While consumer spending has fallen after the panic-buying splurge in March, and many retailers are refusing cash payments for hygiene reasons, banknotes have been stashed away in homes and wallets more than ever.
The Reserve Bank of Australia has been meeting spikes in demand for banknotes from commercial banks and their customers, despite reporting last week that use of cash had reduced during the pandemic.
The demand for notes for the year to last Thursday rose by more than nine per cent, going against the trend of the past couple of years.
Up to six per cent of that increase – worth about $5 billion – has happened since the mid-March share market convulsions.
The RBA revealed in its April financial stability report that cash withdrawals from banks increased in the second half of March.
“This included a small number of customers making very large withdrawals – more than $100,000, and in some cases into the millions of dollars,” it said, adding that the elevated demand had since abated.

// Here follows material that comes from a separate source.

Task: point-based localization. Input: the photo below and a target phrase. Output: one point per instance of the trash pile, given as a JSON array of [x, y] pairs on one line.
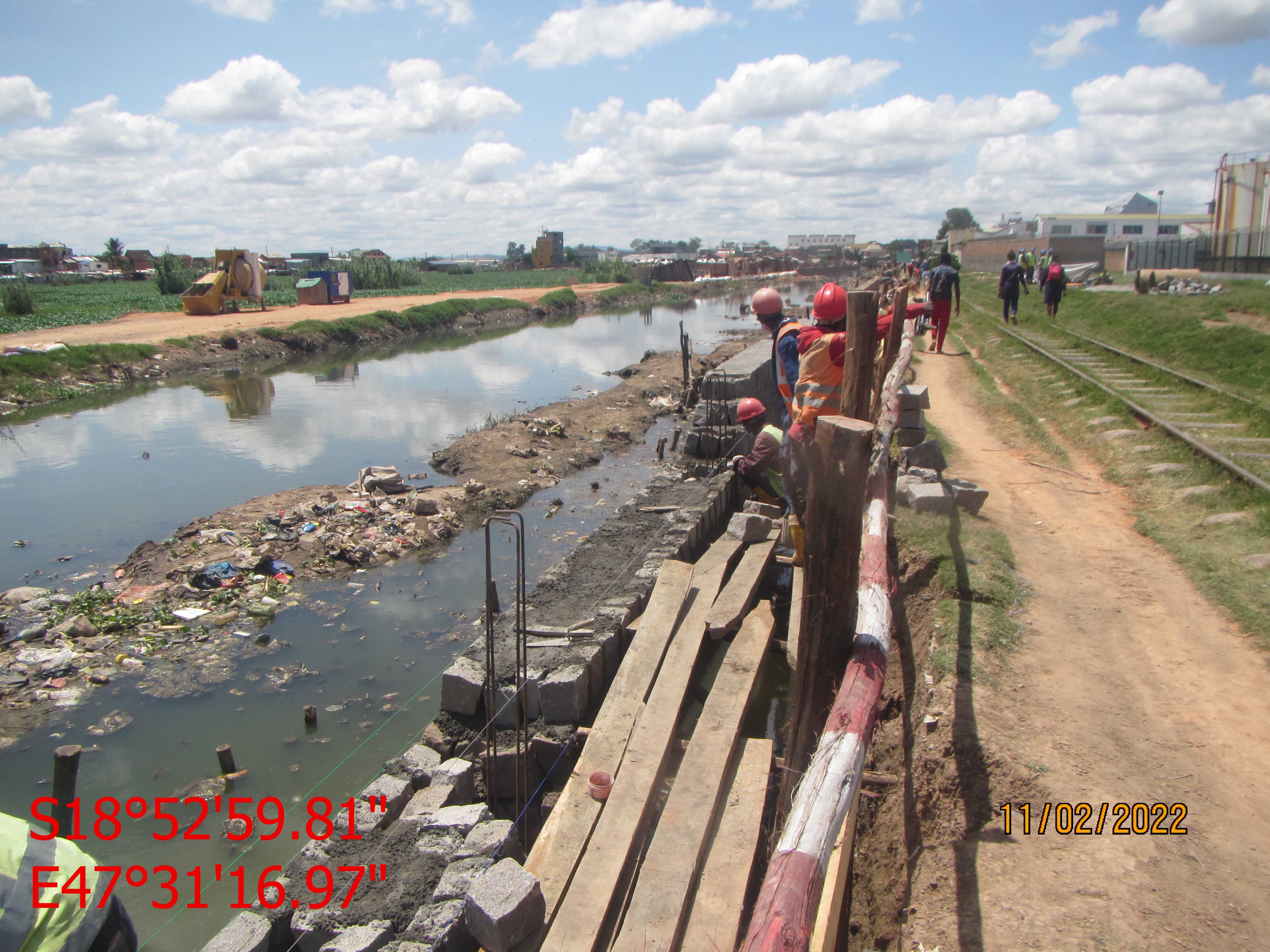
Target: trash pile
[[225, 583]]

But a banking system insider says there’s been another spike in demand in the past two weeks, not quite as big as in March, coming from banks and their customers.
“We are seeing banks are getting extra cash in anticipation of COVID restrictions easing, and retailers, pubs and clubs wanting their floats back, while people aren’t making as many deposits,” he told AAP, speaking on condition of anonymity.
“Also when people are more uncertain about things they tend to hold more liquidity around them. No one’s suggesting there’s any concern with the banks – people just do that.”
The use of cash has fallen steadily to 27 per cent of all payments late last year from 69 per cent in 2007, according to RBA statistics.
But the pandemic may not bring Australia closer to being a cashless society.
The Royal Australian Mint says coin production for general circulation has decreased slightly during the pandemic compared to the same period last year.
“We believe that Australians using contactless payments may increase post COVID-19 but this will not lead to a permanent shift to a cashless society, at least not in the near future,” the mint said in a statement.